In this study, we provided evidence for the technical validation of mobile devices in task-based functional neuroimaging research via the analysis of multimodal EEG-fNIRS and behavioral data collected during an abbreviated mobile visual oddball task from 57 healthy young adults. Specifically, our goal was to evaluate whether behavioral effects, higher mean responses to infrequent (target) versus frequent (standard) stimuli, were present across participants.
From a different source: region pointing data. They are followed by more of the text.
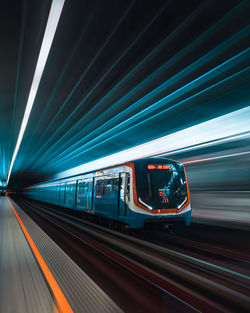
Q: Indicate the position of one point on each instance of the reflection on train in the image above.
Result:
(134, 194)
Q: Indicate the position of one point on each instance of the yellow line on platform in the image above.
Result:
(60, 299)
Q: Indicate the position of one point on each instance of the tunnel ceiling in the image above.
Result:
(119, 73)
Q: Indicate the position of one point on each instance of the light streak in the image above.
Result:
(53, 19)
(221, 128)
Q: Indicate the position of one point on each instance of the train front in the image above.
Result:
(162, 190)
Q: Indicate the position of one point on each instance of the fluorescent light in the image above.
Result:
(221, 129)
(54, 16)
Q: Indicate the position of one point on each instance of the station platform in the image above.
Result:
(36, 275)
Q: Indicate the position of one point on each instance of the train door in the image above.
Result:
(124, 196)
(62, 194)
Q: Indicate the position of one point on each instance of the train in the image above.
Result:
(137, 194)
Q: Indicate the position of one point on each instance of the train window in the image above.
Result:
(104, 187)
(99, 188)
(128, 187)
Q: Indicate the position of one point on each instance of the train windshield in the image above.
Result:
(161, 189)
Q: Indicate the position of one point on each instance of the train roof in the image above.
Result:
(143, 162)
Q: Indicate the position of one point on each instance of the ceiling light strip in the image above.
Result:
(54, 16)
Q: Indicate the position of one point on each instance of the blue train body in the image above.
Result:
(136, 193)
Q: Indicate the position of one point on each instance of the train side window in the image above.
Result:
(128, 187)
(107, 187)
(99, 187)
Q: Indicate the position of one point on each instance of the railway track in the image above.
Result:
(189, 281)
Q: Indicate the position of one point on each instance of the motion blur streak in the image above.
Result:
(54, 16)
(221, 128)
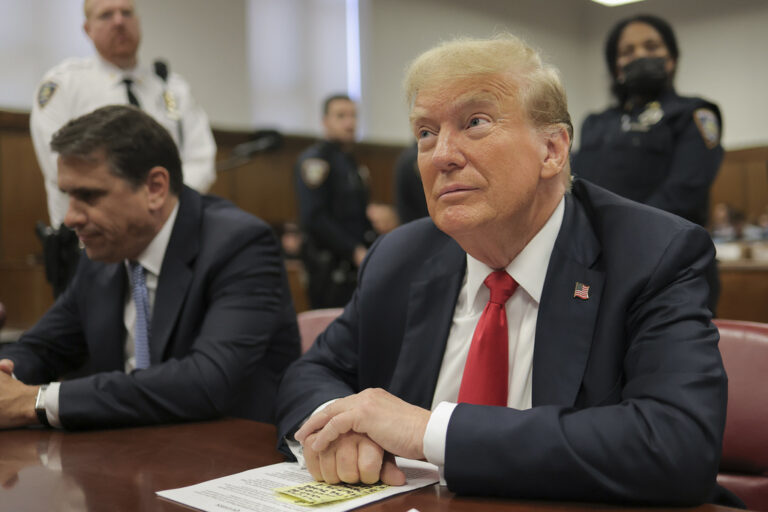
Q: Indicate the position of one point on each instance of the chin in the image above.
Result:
(455, 221)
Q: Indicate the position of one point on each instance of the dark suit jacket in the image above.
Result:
(629, 391)
(223, 328)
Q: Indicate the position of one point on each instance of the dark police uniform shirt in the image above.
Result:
(665, 153)
(409, 191)
(333, 195)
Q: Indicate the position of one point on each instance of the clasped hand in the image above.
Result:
(355, 438)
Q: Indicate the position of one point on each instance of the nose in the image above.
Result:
(447, 155)
(75, 216)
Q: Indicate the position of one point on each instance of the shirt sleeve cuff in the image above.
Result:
(296, 449)
(436, 433)
(51, 398)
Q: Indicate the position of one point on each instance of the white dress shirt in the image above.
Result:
(152, 261)
(529, 269)
(78, 86)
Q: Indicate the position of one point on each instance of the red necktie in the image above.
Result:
(486, 372)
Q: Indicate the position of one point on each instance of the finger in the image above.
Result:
(390, 473)
(336, 426)
(6, 366)
(369, 459)
(313, 424)
(346, 460)
(328, 466)
(312, 460)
We also determined if the P300 component obtained from the ERP waveform on the midline and increases in measured HbO over the right PFC, as measured by fNIRS for target stimuli as compared to the standard ones, can be simultaneously captured using the visual oddball task as implemented in our mobile app WearCAAT. All desired features were elicited using an abbreviated visual oddball task on a mobile platform, which demonstrated the validity of WearCAAT functionality and synchrony for functional neuroimaging studies.

While future work entails the validation of more tasks implemented in the current iteration of WearCAAT, and comparisons of fNIRS and EEG features for young versus older adults, this work supports the use of mobile platforms for cognitive neuroimaging.

WearCAAT will soon be easily accessible through both Google Play and Apple App Stores. It is our hope that the wide range of reconfigurable neurocognitive tasks, usability, and ease of use with extant neuroimaging setups will enable nontechnical users to leverage mobile pocket laboratories in future studies and begin to answer outstanding questions in ecological validity. We believe the validation of technical ability as reported in this experiment lends confidence to the pocket lab paradigm and informs future studies into human behavior, in and out in the wild.